North Carolina’s immunization records system routinely collects race and ethnicity information, and a spokesperson told ProPublica it has that type of demographic data for 71% of people in the system. Stephanie Wheawill, director of pharmacy services at the Virginia Department of Health, said that providers will be “asked to record that information” but didn’t elaborate on how the department planned to encourage or enforce compliance.
Data fields for vaccine recipients’ race and ethnicity are standard in New York, a spokesman said. But the state didn’t provide any details about rates of compliance in supplying that data.
“You’ve got to have the data to compare,” said Martha Dawson, president of the National Black Nurses Association and an associate professor at the University of Alabama at Birmingham’s nursing school. “Because if you don’t have the data, then we’re just guessing. There’s no way to know who received it if you don’t take the data.”
There is tension between gathering enough data to understand the extent of the rollout and the possibility that asking for too much information will scare away people who are already leery of the vaccine.
“The biggest concern people have is how will this information be used?” said Lee, from the CDC’s advisory group. “People need to trust that the data will be used with a good intent. “
Rothholz, with the American Pharmacists Association, said there could be ways apart from state registries to estimate vaccine uptake among minorities. “If I’m a community pharmacy in a predominantly African American community, if I’m giving away 900 or 1000 vaccines, you can track penetration that way,” he said. Geographic-based analysis, however, would depend on the shots being distributed via community pharmacies rather than by mass vaccination sites — a less likely scenario for the Pfizer vaccine, the first to be administered, which requires ultracold storage that will be difficult for many small pharmacies to manage.
It Will Be Up to Doctors and Community Leaders to Encourage Trust
The best way to help a worried individual, whether scared about data collection or the vaccine itself, is a conversation with a trusted caregiver, according to Dr. Susan Bailey, president of the American Medical Association.

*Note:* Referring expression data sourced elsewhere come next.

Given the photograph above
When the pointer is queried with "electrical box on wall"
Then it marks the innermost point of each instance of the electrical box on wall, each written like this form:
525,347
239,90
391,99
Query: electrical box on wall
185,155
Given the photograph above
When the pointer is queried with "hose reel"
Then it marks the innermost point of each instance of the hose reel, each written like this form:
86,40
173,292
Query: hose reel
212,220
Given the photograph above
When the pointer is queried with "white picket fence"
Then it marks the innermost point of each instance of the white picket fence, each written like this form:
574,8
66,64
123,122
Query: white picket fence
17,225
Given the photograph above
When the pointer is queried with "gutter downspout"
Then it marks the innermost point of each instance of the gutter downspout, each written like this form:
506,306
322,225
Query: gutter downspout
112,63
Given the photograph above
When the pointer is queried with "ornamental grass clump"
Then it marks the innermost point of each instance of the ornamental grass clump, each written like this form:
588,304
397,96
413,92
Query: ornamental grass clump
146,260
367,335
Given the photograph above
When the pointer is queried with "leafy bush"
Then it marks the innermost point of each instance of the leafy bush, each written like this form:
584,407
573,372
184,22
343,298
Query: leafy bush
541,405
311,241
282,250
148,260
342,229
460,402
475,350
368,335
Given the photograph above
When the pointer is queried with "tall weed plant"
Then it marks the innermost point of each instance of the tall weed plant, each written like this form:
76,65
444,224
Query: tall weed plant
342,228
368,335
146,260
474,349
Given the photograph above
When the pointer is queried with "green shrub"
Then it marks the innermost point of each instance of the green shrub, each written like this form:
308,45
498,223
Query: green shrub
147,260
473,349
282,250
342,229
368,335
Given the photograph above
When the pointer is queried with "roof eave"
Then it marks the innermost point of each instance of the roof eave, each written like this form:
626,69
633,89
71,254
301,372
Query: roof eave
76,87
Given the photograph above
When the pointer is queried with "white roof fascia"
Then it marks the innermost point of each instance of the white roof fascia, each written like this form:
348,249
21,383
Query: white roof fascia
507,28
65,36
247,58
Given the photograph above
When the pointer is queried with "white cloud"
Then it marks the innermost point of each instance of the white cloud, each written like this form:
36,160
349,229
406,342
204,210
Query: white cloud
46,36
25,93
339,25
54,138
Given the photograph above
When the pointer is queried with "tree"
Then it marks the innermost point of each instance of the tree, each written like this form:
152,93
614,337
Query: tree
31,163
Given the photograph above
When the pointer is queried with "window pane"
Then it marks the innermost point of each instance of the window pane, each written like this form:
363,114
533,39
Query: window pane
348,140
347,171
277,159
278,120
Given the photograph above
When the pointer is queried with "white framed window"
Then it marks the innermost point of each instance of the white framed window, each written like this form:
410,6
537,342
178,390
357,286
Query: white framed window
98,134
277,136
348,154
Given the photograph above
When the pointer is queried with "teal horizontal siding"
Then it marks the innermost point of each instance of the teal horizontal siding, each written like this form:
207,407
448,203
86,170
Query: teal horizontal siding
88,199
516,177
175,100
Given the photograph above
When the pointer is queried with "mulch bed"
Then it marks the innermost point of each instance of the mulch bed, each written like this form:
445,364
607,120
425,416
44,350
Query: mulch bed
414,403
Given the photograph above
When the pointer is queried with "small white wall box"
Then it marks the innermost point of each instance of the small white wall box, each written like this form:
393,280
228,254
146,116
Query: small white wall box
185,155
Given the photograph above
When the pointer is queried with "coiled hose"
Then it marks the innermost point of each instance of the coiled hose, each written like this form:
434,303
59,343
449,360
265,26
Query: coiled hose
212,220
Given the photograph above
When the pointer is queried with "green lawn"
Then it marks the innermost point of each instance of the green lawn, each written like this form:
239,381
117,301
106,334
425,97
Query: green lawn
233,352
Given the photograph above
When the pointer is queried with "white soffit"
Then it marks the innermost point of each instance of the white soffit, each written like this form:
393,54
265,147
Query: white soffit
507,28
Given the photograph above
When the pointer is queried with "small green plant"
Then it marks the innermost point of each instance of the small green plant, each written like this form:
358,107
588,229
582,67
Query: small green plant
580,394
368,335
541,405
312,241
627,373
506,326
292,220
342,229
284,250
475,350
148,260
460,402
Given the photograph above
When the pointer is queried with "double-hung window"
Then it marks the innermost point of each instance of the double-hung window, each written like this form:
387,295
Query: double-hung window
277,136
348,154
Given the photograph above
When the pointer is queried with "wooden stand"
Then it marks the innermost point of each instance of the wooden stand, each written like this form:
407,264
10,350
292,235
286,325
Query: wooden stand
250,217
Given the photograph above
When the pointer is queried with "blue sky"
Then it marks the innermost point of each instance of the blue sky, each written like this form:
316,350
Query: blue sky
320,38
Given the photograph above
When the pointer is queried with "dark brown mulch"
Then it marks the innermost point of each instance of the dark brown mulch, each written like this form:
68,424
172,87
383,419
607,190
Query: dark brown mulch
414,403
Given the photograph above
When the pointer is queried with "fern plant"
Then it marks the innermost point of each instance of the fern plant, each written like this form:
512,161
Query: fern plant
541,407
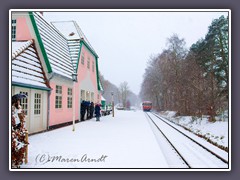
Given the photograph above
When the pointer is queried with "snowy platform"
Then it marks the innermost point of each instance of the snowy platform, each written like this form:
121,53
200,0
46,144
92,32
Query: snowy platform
123,141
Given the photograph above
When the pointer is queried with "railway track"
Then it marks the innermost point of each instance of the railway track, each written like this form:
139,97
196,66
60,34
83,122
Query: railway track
191,152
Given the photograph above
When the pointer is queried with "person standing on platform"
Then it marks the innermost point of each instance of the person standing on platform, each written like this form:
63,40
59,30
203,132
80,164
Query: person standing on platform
91,110
83,110
97,112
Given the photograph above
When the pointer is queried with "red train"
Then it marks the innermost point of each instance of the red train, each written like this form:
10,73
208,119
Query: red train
147,105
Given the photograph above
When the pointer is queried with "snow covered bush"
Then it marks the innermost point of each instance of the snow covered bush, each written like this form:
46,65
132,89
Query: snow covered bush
18,137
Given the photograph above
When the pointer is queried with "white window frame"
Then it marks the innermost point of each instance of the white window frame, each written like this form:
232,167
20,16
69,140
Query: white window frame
82,58
83,95
24,103
37,103
69,98
58,97
93,68
88,63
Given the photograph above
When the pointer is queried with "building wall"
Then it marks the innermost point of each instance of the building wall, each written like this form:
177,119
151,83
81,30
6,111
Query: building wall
86,77
34,123
64,114
22,30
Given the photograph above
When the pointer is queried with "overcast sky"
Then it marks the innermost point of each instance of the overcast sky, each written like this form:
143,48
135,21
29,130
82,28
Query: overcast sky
124,41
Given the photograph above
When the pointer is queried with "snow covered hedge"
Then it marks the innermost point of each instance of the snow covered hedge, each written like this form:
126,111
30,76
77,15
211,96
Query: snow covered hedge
19,142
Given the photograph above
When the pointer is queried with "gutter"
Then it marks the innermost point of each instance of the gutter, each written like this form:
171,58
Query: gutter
48,103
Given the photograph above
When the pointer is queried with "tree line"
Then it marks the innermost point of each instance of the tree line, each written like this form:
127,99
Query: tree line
122,93
191,81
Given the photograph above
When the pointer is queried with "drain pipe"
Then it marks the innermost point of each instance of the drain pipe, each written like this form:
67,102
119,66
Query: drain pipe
48,104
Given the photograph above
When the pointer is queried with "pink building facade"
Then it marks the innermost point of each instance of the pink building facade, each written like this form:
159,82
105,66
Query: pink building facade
63,52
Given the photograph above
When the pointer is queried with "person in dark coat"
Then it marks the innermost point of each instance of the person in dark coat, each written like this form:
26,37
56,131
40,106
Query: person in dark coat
88,109
83,110
98,112
91,110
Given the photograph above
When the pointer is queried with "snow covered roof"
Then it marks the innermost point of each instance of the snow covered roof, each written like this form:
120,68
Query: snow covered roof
73,33
55,45
26,66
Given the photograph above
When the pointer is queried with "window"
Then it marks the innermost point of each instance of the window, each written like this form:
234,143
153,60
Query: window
58,100
14,22
82,95
24,103
93,66
88,63
37,103
82,59
88,96
69,98
92,97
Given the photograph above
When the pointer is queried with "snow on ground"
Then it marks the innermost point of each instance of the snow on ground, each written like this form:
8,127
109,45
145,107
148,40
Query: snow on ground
217,131
123,141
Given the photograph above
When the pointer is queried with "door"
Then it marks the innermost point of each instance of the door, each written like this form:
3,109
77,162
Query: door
25,104
38,111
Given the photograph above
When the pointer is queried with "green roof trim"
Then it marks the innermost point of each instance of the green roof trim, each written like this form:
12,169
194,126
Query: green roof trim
79,54
88,47
30,86
40,42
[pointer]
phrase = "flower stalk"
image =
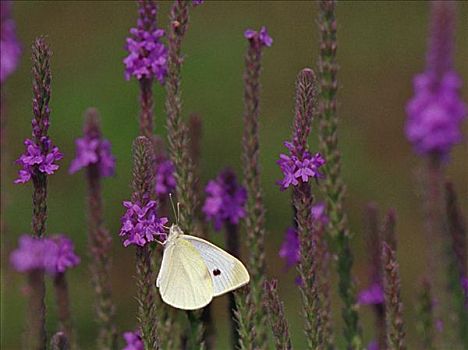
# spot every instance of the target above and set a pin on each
(393, 303)
(63, 307)
(99, 241)
(278, 322)
(143, 188)
(253, 311)
(333, 185)
(178, 141)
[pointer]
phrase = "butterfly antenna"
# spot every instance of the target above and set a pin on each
(176, 213)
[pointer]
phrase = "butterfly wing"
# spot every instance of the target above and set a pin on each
(184, 280)
(226, 271)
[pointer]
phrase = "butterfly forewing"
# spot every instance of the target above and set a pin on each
(226, 271)
(184, 280)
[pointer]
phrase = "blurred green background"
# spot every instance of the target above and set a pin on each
(381, 46)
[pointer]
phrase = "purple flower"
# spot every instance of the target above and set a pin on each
(93, 150)
(373, 345)
(10, 51)
(372, 295)
(436, 111)
(141, 225)
(225, 200)
(289, 250)
(261, 37)
(318, 212)
(298, 167)
(435, 114)
(147, 56)
(53, 255)
(133, 341)
(464, 282)
(38, 159)
(66, 257)
(34, 254)
(165, 179)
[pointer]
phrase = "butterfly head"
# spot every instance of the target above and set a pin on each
(175, 231)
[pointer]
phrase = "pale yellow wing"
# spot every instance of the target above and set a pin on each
(226, 271)
(183, 280)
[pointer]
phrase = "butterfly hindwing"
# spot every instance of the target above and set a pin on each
(226, 271)
(184, 280)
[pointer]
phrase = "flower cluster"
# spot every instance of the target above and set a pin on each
(52, 255)
(66, 257)
(10, 48)
(141, 225)
(38, 158)
(133, 341)
(164, 176)
(93, 150)
(372, 295)
(147, 56)
(297, 167)
(262, 37)
(225, 200)
(435, 113)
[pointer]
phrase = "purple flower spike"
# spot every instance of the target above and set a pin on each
(141, 225)
(37, 158)
(165, 179)
(262, 36)
(372, 295)
(147, 56)
(299, 167)
(225, 200)
(93, 150)
(34, 254)
(66, 257)
(319, 213)
(289, 250)
(133, 341)
(10, 48)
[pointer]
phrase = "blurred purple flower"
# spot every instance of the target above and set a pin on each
(372, 295)
(37, 159)
(66, 257)
(435, 114)
(298, 167)
(436, 111)
(464, 282)
(93, 150)
(133, 341)
(10, 51)
(147, 56)
(34, 254)
(165, 179)
(373, 345)
(53, 255)
(289, 250)
(262, 36)
(319, 213)
(141, 225)
(225, 200)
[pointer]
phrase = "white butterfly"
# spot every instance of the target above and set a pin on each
(193, 271)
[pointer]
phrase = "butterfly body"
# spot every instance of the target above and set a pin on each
(193, 271)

“Time and again it’s been shown that one of the most valuable things to encourage a patient to undertake a change, whether it’s stopping smoking or losing weight, is a one-on-one conversation with a trusted caregiver — having your physician saying, ‘I took it and I really want you to take it too,” she said. “But patients have to have the opportunity to ask questions, and not to be blown off or belittled or feel troublesome for asking all their questions.”

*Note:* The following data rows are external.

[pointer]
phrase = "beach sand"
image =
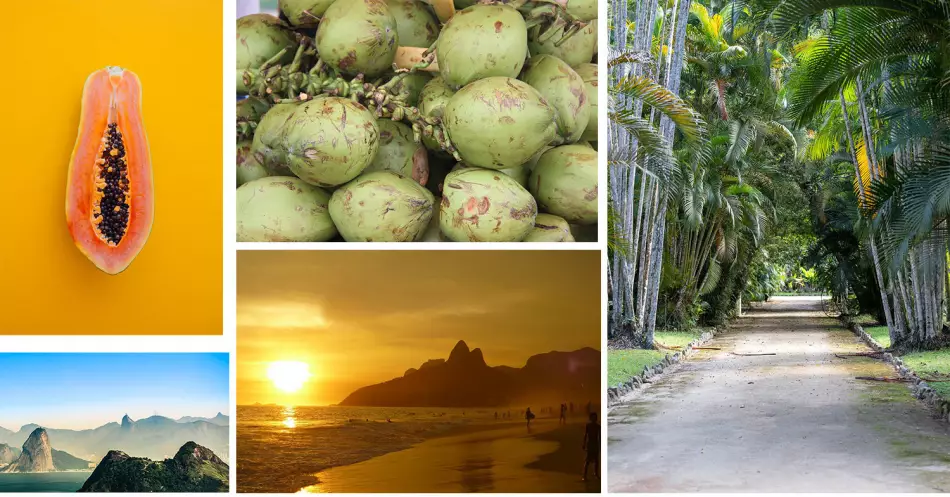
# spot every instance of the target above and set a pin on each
(504, 459)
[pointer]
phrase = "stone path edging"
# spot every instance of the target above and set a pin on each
(919, 387)
(616, 394)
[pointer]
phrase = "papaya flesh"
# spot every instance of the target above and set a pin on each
(109, 190)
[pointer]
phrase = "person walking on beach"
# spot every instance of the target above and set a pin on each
(592, 445)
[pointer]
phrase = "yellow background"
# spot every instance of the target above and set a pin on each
(175, 47)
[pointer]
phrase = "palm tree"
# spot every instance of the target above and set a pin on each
(891, 57)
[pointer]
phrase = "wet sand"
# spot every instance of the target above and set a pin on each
(796, 421)
(502, 459)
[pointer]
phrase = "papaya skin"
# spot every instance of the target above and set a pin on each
(110, 95)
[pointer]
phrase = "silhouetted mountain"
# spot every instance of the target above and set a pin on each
(219, 419)
(465, 380)
(193, 469)
(8, 454)
(38, 456)
(156, 437)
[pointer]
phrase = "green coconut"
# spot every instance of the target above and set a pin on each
(433, 232)
(585, 233)
(248, 169)
(435, 95)
(588, 72)
(481, 205)
(258, 38)
(249, 110)
(564, 89)
(329, 141)
(518, 173)
(439, 168)
(303, 13)
(412, 84)
(416, 25)
(534, 159)
(382, 206)
(565, 183)
(399, 153)
(282, 209)
(358, 37)
(499, 122)
(585, 10)
(266, 143)
(482, 41)
(578, 49)
(550, 228)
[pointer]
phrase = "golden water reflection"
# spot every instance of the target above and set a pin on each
(289, 414)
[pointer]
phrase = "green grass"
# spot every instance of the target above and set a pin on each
(931, 364)
(866, 320)
(623, 364)
(676, 338)
(879, 334)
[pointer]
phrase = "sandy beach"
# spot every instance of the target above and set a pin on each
(503, 458)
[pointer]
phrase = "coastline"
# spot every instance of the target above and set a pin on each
(501, 457)
(252, 478)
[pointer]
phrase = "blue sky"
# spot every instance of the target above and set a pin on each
(79, 391)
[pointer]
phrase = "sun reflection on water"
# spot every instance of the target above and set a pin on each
(289, 414)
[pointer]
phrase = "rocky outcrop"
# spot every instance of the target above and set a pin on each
(465, 380)
(155, 437)
(219, 420)
(36, 455)
(193, 469)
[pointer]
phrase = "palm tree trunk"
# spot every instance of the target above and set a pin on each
(885, 303)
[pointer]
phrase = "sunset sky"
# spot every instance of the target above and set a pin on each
(362, 317)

“If someone says that they’re afraid of being a guinea pig, maybe drill a bit deeper,” Bailey suggested. “Ask, ‘What are you concerned about? Are you concerned about side effects? Are you concerned that not enough people have taken it?’”
The American Academy of Family Physicians uses the mnemonic “ACT” to guide their members in conversations with patients of color, president Dr. Ada Stewart said in an email: “Be Accountable and Acknowledge both historical and contemporary transgressions against Black, brown and Indigenous communities. … Communicate safety, efficacy and harms such that individuals can weigh their own personal risk to potential benefits, and exercise Transparency with regard to the development of vaccines and the distribution process.”
David Hodge, associate director of education at Tuskegee University’s National Center for Bioethics in Research and Health Care, urges Black and brown leaders such as pastors and community organizers to take control of the messaging right now and not wait for their local governments to tackle the issue.
“We’re not in a position right now to be patient. We’re not in a position to sit on the sidelines, we have to make it happen.”